Anxious Minds and Their Crippling Struggles


Brayden Nieder

Photo Courtesy of: Robyn Nieder

Looks away from dinner nauseous. It’s a normal meal, so why? Flees to the bathroom. An unknown pain. Stomach, sweat, puke sensation. But it’s mental too. Spinning, ringing, lost. Sits, wanting only relief. This crushing anxiety attack will change the rest of Brayden Nieder’s life.

Dr. Brian Wise MD, a professional psychiatrist, is someone who helps people that struggle with depression, anxiety, and anger. 

“We can help patients understand their emotions better and learn ways to manage them better,” said Wise.

Being Brayden’s doctor, Dr. Wise has helped him over the years in multiple ways, including giving him strategies to lessen the tight grip of anxiety.

“Focus on the basics,”said Wise. “Get good sleep, have some outlet for exercise.”

Spending time with family and friends, mindfulness activities and taking supplements or vitamins to help one sleep can also be beneficial. If these things do not significantly lessen the anxiety, it can be crucial to get one on medication to help balance the chemicals that are off-balance in the brain.

“A really good dividing line between being anxious and having an anxious disorder is if the symptoms one is experiencing are causing a lot of dysfunction in their life,” said Wise. 

Brayden’s mother, Robyn, saw this dysfunction immediately in Brayden and quickly took action.

“He wasn’t watching television, couldn’t get him into games, he wasn’t doing anything that he normally would do,”  she said.

Robyn was terrified when she saw Brayden hyperventilating and crying.
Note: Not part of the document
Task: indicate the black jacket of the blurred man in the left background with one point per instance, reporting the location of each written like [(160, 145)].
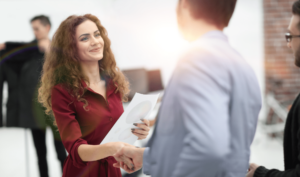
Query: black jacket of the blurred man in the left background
[(20, 67)]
He essentially said that he felt so terrible, he didn’t want to be alive. 

She recalls him being immobilized and begging for anything to make him feel better. She quickly told her husband to contact their psychiatrist.

“I just said to my husband, you have to text him. Text him, call him, get him on the phone. We need help immediately. I didn’t know what else to do,” Robyn said.
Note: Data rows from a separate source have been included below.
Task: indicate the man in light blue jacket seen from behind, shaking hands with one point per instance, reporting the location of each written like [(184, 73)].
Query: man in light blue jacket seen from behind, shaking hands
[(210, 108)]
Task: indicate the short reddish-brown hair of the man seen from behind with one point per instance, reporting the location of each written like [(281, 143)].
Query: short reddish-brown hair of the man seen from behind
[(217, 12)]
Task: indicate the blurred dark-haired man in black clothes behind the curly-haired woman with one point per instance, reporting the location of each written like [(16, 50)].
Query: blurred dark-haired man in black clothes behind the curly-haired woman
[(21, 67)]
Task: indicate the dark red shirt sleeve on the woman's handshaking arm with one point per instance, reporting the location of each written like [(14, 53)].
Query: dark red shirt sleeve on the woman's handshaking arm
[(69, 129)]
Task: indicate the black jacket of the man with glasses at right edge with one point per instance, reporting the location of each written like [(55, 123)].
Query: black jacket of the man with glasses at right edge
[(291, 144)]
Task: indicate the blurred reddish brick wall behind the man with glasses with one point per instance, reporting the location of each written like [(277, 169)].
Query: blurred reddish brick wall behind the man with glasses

After a few days of low-dose medication, Robyn noticed the beginning of a transformation. She recalls it taking almost two full weeks before Brayden was back to normal.

“It’s sort of like a dimmer switch on a light – it’s not like you just flip it on,” Robyn said. “[It’s] not like taking Tylenol when you have a headache.” 
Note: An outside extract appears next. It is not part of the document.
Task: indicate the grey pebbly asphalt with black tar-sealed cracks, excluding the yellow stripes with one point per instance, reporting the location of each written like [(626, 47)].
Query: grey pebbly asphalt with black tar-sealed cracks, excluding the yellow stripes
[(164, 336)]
Anxiety, however, doesn’t always just go away.

In Brayden’s case, he had another anxiety attack two years later and is still medicated to this day. It is something that he will have to live with and learn from for the rest of his life. 

“[Anxiety] is a very manageable health issue (…) as long as there’s awareness and communication,” Robyn said. 

Brayden is not the only one in the Nieder family to have anxiety. In fact, his father, Brian, also had an intense anxiety period.

“The days were incredibly long, and the idea of even just getting through the day instilled great fear in me,” Brian said. “I recall everyday chores that I had done previously very willingly and very efficiently became like giant elephants.”

Mr. Nieder spent multiple months in a program focusing on cognitive behavioral therapy. His previous work schedule was partially relinquished and replaced with a job that involved more human interaction. With his experiences, he was able to help his son Brayden when anxiety slapped him in the face.

“I was not dismissive of his claims or uncompassionate as I may have otherwise been had I not known what it was like to go through this type of anxiety,” Brian said.

In both cases, these two got through with medication and support from their family. Brian still has a sticky note on his desk at home, a reminder of the family that stands behind him.

“Reminders of we love you, we have faith in you and we are here for you (…) certainly went a long way,” Brian said.

The Nieder family love and care about each other. Being there for one another and proactivity has gone a long way for them. Now they have the important resources they need if intense anxiety is to resurface again.

“Everybody should have the opportunity to feel at peace,” Wise said.